Project title: Optimal control of driven quantum many-body systems
Supervisor: Dr Ulrich Schneider and Dr Florian Mintert
Driven systems offer an exciting analytic tool to investigate clean realizations of solid state models, featuring high temperature super-conductivity, fractional quantum Hall effect, spin Hall effect and states with topological order. One of the most promising implementations is based on optical lattices in which atoms are trapped in a standing laser field. Optical lattices permit to trap atoms in lattices of different geometries, and the dynamics of the atoms can be controlled by periodically modulating (shaking) the lattice. A central limitation on current experiments is that the shaking heats up the sample, what ultimately destroys the desired effects. In practice, heating is controlled merely in terms of the choice of frequency with which the system is shaken. If this frequency is far off the resonance frequencies of the system, then the heating is not too large. One would, however, expect that heating can be substantially reduced if destructive interference prevents atoms from occupying highly excited states. For this purpose, one can drive the system poly-chromatically and identify driving profiles that minimize the occurrence of undesired processes.
For reaching such a goal different techniques can be used. On the one hand perturbative techniques provide a path to analytically find optimal modulation of the system in order to engineer effective dynamics. This approach is limited by an exponential increase in complexity when many body interactions come into play. Another way would be through the use of Machine Learning (ML) techniques. ML has been successfully employed in finding optimal control schemes for classical systems, and has been recently applied to quantum system setups. Examples of such tasks include the preparation of quantum states with high fidelities, cooling procedures to generate ultra-cold gazes, shaping ultrafast light pulses, and the coherent manipulation of matter waves.
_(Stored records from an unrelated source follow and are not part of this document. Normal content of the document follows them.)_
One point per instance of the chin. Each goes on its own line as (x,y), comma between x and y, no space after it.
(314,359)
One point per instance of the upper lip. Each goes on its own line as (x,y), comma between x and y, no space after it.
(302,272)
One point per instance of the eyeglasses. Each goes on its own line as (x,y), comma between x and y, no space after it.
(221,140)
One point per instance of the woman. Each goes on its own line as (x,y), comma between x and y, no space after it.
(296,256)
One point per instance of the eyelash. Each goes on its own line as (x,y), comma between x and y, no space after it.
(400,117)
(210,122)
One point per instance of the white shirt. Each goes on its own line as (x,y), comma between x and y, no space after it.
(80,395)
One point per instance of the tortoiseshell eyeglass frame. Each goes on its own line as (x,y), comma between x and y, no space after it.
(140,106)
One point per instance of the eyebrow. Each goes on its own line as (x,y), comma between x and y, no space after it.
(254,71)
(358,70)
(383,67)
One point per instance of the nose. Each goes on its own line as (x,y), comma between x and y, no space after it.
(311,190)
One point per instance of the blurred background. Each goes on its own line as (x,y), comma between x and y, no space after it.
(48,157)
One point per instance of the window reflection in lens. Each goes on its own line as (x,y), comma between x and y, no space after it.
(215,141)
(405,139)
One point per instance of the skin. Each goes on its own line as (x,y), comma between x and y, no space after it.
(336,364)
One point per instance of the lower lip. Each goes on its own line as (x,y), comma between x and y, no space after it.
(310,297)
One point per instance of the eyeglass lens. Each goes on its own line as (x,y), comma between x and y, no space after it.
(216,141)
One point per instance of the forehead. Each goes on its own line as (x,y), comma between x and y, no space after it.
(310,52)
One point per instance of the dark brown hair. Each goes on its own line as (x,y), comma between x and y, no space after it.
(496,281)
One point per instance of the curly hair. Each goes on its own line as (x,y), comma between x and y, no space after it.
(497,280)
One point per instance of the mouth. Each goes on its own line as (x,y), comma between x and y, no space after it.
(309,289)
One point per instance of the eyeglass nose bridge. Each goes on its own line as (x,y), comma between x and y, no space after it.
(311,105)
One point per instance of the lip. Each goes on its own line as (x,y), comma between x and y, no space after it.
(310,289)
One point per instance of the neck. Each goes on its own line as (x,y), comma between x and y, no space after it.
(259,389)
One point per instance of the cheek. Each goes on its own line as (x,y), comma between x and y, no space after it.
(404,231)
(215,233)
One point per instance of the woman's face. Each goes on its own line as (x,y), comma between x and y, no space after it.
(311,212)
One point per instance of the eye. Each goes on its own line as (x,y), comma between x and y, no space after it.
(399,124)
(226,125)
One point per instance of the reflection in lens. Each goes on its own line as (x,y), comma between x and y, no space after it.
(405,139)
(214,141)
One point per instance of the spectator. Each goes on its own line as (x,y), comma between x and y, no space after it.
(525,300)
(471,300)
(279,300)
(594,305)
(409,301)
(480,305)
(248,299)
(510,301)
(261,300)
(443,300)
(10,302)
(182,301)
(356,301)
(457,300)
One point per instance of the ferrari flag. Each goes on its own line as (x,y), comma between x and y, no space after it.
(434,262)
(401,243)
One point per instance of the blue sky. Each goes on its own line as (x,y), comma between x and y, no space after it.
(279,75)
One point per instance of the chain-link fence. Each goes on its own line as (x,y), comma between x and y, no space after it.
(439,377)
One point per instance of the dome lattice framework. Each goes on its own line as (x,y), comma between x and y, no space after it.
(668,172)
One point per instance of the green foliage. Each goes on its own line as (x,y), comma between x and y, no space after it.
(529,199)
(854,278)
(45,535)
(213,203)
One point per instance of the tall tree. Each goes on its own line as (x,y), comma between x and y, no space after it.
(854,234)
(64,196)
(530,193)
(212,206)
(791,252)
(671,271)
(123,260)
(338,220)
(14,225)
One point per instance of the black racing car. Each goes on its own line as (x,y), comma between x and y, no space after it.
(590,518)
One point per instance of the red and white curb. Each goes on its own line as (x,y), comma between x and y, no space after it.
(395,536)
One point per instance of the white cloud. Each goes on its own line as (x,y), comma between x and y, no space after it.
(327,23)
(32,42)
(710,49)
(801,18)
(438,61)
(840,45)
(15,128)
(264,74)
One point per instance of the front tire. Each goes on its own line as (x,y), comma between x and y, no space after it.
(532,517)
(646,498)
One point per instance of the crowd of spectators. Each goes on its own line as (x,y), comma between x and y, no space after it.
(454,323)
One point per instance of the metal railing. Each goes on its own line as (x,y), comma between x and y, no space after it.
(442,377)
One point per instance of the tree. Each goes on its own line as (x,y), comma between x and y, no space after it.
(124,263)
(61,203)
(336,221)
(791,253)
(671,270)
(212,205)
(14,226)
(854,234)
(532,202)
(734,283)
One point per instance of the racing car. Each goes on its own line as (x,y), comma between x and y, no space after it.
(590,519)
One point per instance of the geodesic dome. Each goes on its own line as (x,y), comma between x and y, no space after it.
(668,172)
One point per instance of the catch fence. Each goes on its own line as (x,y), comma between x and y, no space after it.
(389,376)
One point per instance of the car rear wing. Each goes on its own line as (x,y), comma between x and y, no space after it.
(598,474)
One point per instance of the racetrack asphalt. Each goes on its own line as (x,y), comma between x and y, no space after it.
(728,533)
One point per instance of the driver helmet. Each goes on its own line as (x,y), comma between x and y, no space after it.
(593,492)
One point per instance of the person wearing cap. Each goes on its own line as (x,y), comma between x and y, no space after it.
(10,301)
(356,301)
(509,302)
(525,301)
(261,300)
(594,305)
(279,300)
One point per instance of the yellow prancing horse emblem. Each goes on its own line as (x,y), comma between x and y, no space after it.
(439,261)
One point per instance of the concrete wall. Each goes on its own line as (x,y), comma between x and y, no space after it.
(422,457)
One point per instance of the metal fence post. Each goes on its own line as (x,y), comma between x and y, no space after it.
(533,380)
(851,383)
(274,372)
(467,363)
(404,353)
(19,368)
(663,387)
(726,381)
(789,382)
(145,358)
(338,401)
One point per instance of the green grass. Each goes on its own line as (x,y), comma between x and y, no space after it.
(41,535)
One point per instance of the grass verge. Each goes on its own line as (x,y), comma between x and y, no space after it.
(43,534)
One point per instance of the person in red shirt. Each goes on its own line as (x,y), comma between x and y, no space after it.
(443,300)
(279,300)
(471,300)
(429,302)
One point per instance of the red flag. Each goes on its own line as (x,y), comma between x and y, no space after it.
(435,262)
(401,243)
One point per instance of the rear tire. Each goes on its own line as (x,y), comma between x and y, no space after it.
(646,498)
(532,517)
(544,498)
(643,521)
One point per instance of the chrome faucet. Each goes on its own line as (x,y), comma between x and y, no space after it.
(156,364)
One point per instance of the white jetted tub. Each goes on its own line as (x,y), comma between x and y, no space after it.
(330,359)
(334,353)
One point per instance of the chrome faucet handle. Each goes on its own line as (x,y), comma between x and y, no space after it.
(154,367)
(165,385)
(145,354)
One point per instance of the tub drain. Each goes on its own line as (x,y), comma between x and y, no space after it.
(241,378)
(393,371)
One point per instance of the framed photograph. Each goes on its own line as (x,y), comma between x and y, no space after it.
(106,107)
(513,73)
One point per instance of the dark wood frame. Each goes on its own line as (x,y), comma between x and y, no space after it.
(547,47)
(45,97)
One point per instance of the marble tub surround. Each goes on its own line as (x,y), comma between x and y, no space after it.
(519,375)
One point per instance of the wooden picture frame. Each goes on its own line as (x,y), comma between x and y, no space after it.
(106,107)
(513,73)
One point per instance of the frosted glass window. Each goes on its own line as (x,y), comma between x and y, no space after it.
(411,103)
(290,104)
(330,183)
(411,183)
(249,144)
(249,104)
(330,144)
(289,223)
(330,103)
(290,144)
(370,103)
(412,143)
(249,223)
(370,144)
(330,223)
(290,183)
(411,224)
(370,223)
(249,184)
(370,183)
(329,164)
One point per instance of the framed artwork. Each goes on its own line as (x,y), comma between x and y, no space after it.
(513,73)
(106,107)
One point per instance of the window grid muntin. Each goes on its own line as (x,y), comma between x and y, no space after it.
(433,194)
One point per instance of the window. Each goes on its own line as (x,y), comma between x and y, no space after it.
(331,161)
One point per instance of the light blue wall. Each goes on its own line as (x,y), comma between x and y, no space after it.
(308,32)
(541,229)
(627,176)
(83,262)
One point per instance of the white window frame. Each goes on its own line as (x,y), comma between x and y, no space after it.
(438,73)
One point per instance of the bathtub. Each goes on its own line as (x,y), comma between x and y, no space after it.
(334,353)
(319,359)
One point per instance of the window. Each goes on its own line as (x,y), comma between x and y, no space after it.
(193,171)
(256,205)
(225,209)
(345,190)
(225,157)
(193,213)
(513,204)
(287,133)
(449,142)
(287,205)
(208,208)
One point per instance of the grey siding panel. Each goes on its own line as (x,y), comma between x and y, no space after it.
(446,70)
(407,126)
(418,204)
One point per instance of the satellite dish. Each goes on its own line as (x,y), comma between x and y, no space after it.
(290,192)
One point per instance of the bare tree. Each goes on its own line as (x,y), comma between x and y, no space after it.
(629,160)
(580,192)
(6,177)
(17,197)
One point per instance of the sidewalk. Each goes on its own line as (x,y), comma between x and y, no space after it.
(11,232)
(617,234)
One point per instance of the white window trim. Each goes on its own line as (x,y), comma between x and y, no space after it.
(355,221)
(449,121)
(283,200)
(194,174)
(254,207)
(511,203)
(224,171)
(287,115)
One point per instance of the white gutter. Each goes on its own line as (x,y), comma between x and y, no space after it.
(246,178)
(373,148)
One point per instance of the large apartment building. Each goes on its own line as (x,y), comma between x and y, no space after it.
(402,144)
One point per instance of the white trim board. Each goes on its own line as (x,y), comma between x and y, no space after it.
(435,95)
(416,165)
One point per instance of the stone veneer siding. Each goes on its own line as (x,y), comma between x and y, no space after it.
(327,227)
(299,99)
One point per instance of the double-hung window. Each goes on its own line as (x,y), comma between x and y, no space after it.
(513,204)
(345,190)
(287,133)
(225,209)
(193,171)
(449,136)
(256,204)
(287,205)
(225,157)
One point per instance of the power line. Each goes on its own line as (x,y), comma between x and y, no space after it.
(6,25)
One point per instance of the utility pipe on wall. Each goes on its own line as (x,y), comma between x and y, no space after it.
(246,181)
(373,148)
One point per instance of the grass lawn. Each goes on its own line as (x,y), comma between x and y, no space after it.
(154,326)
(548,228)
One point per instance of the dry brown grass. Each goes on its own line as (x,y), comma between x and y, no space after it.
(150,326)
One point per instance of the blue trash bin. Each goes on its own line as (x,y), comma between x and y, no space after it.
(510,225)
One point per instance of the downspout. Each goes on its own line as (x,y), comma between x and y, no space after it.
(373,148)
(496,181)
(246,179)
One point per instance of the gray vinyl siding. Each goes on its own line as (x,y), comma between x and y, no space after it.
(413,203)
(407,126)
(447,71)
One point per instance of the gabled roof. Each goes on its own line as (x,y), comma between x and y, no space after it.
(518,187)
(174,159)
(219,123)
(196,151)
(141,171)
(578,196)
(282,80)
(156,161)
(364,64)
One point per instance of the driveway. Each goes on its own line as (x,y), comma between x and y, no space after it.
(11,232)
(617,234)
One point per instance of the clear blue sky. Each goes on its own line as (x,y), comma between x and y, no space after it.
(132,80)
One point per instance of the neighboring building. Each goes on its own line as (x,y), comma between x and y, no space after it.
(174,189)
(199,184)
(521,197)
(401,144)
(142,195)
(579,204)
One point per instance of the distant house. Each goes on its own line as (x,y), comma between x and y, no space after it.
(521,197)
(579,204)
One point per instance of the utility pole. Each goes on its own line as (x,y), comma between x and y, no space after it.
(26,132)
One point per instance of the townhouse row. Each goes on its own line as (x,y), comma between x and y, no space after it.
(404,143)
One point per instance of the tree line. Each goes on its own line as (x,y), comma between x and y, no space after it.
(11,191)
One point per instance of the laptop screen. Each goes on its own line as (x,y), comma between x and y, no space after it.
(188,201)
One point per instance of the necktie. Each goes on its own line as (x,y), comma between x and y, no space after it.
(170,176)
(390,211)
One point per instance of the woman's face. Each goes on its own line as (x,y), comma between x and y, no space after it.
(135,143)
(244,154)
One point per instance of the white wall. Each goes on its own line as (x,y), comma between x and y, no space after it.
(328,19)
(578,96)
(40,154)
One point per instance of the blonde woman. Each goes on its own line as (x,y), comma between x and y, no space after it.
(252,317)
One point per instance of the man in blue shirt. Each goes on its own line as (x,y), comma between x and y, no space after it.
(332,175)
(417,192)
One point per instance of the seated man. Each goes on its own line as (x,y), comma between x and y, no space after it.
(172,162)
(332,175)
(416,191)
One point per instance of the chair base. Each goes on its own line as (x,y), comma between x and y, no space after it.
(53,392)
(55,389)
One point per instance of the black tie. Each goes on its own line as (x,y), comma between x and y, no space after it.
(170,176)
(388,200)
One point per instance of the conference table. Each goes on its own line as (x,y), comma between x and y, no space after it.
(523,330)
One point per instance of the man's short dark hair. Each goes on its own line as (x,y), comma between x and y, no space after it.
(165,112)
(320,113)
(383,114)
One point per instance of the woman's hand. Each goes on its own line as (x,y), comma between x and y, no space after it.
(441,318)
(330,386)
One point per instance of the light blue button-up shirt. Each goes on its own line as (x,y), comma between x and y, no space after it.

Among the plethora of possible techniques, (physical) model-free approaches (e.g. reinforcement learning, Bayesian inferences, evolutionary algorithms) provide interesting alternatives to the more commonly used gradient descent methods.
This project is in collaboration with an experimental group in Cambridge setting up modulated optical lattices, with whom I can discuss realistic experimental constraints and the viability of the control schemes developed. In order to prepare for the project I did a placement at Microsoft Research to familiarize myself with ML (reinforcement learning) techniques.